Young. Black. Poor. From Oakland. If someone heard that description, they probably wouldn’t picture someone well-spoken and educated. But I want to change the way the world looks at people like me.

When I was born, according to the US Census, I had a 30 percent chance of being into poverty because my parents were African-American. And I was poor.

Having no money introduced me to a life of humility. I was constantly borrowing from others, and asking for favors. Hunger was no stranger to me either.

I attended school in a district that cut 122 million dollars from its budget in one year. Forced to pursue my education in Oakland, a city where crime, drugs, and violence are regular scenery, I had given up on school by the 11th grade.

Just when I thought I would never return to the classroom, I borrowed a psychology book from a mentor of mine. I read that in the past people didn’t believe in “free will.” Instead, they attributed everyday events to fate. It helped me realize that the amount of power we have over our lives is based on the decisions we make every day.  I decided to take fate into my own hands.

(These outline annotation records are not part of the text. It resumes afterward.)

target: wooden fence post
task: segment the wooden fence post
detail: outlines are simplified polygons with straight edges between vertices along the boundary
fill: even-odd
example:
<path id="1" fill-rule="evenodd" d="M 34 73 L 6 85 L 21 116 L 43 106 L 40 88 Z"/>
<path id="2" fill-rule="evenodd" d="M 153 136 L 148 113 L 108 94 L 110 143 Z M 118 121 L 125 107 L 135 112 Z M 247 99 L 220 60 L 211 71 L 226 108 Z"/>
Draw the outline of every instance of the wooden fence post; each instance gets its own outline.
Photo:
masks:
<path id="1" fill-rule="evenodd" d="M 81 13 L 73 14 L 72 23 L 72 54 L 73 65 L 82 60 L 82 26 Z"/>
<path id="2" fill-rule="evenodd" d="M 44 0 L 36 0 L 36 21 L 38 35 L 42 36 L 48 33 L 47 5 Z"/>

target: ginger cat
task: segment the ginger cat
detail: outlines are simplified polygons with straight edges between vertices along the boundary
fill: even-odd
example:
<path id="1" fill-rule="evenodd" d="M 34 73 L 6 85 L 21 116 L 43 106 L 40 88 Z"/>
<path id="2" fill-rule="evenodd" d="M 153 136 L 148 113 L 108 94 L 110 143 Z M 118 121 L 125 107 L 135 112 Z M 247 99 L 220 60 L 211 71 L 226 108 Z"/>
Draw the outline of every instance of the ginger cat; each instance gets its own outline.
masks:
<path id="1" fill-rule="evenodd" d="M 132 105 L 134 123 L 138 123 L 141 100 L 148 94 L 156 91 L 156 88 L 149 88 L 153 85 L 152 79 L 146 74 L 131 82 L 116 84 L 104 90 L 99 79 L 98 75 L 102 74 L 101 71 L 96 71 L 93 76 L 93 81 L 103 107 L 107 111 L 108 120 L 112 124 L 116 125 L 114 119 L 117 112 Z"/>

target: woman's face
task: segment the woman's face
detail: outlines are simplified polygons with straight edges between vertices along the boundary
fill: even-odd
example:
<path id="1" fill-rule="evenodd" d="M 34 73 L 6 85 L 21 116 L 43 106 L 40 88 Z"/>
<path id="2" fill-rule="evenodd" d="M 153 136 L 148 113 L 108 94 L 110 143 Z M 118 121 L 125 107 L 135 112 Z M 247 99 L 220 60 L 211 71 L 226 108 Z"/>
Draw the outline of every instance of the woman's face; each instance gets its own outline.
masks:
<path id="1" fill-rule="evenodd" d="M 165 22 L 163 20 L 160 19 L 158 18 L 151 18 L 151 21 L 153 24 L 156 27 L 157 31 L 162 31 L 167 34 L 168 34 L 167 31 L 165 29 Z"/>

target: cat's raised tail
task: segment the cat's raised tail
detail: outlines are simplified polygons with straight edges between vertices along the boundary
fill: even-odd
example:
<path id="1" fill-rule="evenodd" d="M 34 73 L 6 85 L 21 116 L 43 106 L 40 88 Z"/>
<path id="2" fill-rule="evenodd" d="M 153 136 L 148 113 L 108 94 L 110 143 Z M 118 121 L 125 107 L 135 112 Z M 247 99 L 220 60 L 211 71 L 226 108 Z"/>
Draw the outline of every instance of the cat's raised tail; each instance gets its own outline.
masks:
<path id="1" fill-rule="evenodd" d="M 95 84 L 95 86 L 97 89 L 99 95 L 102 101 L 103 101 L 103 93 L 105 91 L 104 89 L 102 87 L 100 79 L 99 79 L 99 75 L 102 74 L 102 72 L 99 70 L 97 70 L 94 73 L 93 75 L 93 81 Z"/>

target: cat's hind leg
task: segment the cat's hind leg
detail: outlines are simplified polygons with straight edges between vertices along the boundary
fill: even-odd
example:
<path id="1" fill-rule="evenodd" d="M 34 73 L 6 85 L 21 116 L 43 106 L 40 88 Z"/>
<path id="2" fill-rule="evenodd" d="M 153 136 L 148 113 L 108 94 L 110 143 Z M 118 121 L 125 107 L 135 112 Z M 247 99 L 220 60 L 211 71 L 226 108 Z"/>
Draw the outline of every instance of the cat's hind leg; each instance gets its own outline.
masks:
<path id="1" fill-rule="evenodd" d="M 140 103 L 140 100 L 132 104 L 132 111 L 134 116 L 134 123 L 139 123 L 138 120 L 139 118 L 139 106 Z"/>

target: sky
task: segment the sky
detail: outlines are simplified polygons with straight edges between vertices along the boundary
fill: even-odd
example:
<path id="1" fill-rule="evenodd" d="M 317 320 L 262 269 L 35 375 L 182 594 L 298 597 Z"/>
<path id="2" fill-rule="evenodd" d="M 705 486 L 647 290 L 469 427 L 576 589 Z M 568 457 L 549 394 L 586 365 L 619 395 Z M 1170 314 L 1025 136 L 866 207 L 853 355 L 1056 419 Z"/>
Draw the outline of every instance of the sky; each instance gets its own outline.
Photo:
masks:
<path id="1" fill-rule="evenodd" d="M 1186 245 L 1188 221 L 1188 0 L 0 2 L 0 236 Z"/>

So I transferred to a continuation school to make up enough credits to graduate. During this time, I shared my room with a friend who I call “Brother.”

At the age of 15, my Brother got kicked out of Oakland Schools for fighting, so he didn’t have anything constructive to do with his time. In the morning I’d wake up to the bubbling sound of him sparking a bong to smoke before I even left for school. I want things to change for My Brother, and I wish he wanted that for himself.

I’ve received my diploma, and now I plan on going to college. My education is the first step on the road to redefining my community and its values.